# Embeddings

One seemingly simple task for humans is identifying semantically similar concepts. Take the following three texts, for example:

* "AI Model Hub"
* "Michael Jackson"
* "best-selling music artists"

For a human, it is easy to tell that "Michael Jackson" and "best-selling music artists" are related, while "AI Model Hub" is not.

**Embeddings**, a core concept in modern foundation models, provide an effective way for machines to perform this kind of semantic comparison. An embedding is a numerical vector representation of a text, where the key property is this: **semantically similar texts have similar vectors.**

## Semantic similarity

To illustrate this, imagine we convert the three example texts into embeddings:

* "AI Model Hub": (0.10; 0.10)
* "Michael Jackson": (0.95; 0.90)
* "best-selling music artists": (0.96; 0.87)

In practice, embedding vectors have dozens or even thousands of dimensions.
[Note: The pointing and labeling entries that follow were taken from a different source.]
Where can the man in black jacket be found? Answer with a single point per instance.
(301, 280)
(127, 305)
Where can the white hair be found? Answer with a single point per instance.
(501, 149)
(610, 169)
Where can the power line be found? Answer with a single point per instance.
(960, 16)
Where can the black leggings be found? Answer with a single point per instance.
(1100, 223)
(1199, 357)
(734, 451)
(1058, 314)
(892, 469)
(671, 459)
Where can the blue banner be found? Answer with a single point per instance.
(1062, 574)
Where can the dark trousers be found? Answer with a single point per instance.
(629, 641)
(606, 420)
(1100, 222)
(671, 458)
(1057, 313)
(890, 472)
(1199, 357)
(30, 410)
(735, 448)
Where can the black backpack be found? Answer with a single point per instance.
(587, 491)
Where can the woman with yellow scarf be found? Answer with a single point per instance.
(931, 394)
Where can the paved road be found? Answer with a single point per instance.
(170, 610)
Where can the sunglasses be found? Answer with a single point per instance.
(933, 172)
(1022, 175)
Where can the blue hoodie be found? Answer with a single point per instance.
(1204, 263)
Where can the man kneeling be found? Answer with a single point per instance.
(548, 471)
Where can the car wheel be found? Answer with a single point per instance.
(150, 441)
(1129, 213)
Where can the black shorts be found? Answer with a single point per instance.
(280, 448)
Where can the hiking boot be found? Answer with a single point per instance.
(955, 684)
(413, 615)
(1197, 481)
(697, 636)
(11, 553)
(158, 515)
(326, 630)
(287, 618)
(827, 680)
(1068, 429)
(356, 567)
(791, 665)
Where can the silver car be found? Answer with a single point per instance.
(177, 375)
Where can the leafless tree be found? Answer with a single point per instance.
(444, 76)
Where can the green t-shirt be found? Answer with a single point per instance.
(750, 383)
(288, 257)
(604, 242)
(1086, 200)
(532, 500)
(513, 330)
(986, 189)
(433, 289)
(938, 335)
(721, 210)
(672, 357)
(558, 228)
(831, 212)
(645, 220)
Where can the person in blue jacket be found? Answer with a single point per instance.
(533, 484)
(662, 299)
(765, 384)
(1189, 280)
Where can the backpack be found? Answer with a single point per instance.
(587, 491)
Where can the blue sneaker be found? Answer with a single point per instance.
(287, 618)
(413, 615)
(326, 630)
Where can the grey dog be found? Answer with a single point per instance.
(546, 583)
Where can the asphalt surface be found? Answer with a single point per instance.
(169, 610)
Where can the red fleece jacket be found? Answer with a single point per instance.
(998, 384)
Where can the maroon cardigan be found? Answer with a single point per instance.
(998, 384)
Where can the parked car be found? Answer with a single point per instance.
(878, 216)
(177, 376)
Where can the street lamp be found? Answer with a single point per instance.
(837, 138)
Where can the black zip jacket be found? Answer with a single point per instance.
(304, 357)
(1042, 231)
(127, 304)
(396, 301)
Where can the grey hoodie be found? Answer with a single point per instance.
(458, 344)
Here, we simplify them to 2D for clarity. These embeddings can be visualized like this:

![Embedding space](/files/0ZBNZ7g3iMonvx8xXzdn)

As shown, the embeddings for "Michael Jackson" and "best-selling music artists" are close to each other, while "AI Model Hub" is farther away, mirroring our intuitive understanding.

**Embedding models** are models that convert data—like text, into these embeddings. They exist for different types of content, including text (in one or multiple languages), images, audio, and more. The IONOS AI Model Hub supports embedding models for English text and multilingual models.

To measure how similar two embeddings are, we use a **similarity score**. One commonly used metric is **cosine similarity**, which calculates the cosine of the angle between two vectors. The score ranges from -1 to 1:

* **1**: very similar
* **0**: unrelated
* **-1**: opposite meanings (in rare cases)

## Chunking and embedding quality

In Retrieval-Augmented Generation (RAG), text granularity determines retrieval quality. When you use embeddings for RAG, the granularity of your text embeddings determines the overall quality of retrieval. Embedding a whole document produces a single vector that averages the meaning of all its content. This process masks the specific details required for accurate query retrieval.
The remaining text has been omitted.